Zoe rang the bell. A footman entered. She ordered him to bring in a little pinewood box; in it lay a strip of steel about half an inch thick. Zoe took it out of the box and held it in the firelight. Slots, whorls, and holes were cut through the whole thickness of the steel with some very fine instrument and across it the words "Trial of strength... trial.. . Garin" were scribbled as though with a fine pen. Pieces of metal that formed the interior of some of the letters had fallen out. Rolling looked long at that strip of steel.
"It looks like a 'trial of the pen,' " he said softly, "it might have been written in soft dough with a needle."
"This was done during the test of a model of Garin's apparatus at a distance of thirty paces," said Zoe. "Semyonov maintains that Garin expects to build an apparatus that can easily cut through a dreadnought at a distance of twenty cable's lengths... Excuse me, Rolling, but I insist, you must get hold of this terrible apparatus."

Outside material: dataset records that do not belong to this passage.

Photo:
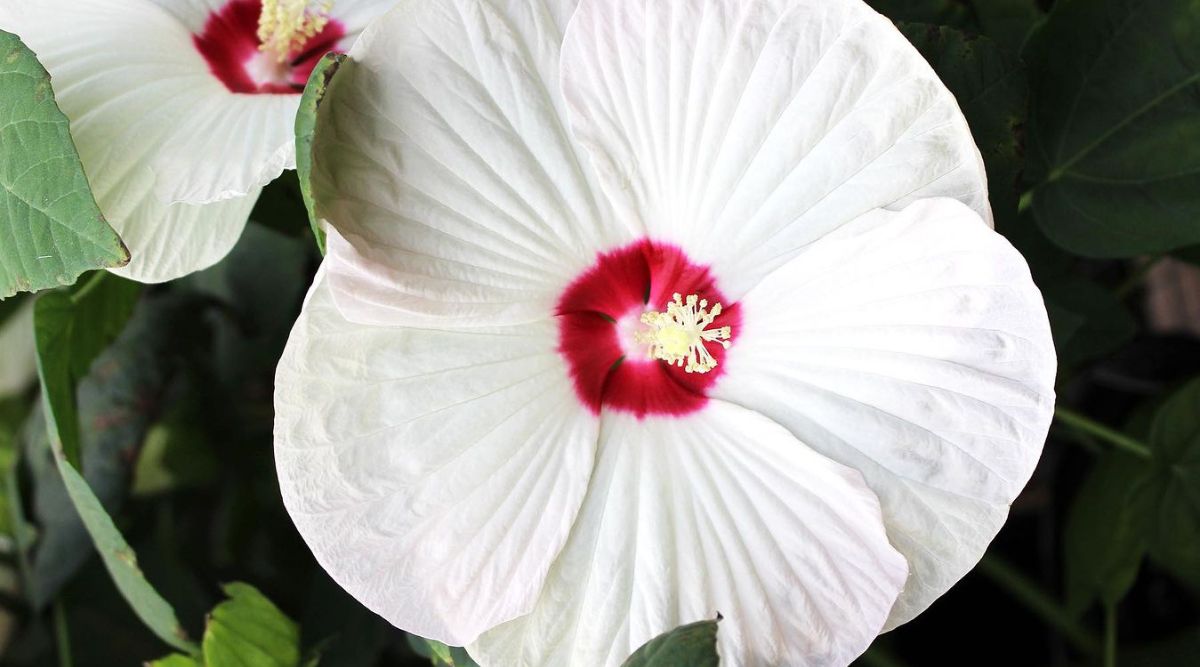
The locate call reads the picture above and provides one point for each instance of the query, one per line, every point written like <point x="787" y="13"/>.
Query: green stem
<point x="1038" y="601"/>
<point x="1110" y="635"/>
<point x="61" y="637"/>
<point x="95" y="280"/>
<point x="1115" y="438"/>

Not for nothing had Rolling passed through the school of life in America. To the last ounce he was trained for the fight.
Training, as everybody knows, evenly distributes work amongst the muscles and permits of the greatest possible strain. It was the same with Rolling when he started a fight; his fantasy began working first—it plunged into a dense thicket of enterprise and discovered there something worthy of attention. Stop. The work of his fantasy ceased and the brain took over. Common-sense came into its own, evaluated, compared, weighed, and reported: useful. Stop. The practical mind came into its own, calculated, considered, and struck a balance: credit balance. Stop. Will power came into its own, that terrific Rolling's will power, as strong as high-grade steel, and he, like a buffalo, with bloodshot eyes, smashed his way to the goal and attained it whatever it may have cost him and others.
This is approximately what was happening today. Rolling cast a glance into the unknown jungle and common-sense told him: Zoe is right. His practical mind told him the most profitable way would be to steal the drawings and the apparatus and liquidate Garin. And that would end it. Garin's fate was determined, credit was opened and will power took over. Rolling rose from his chair, stood with his back to the fire, and thrust out his chin.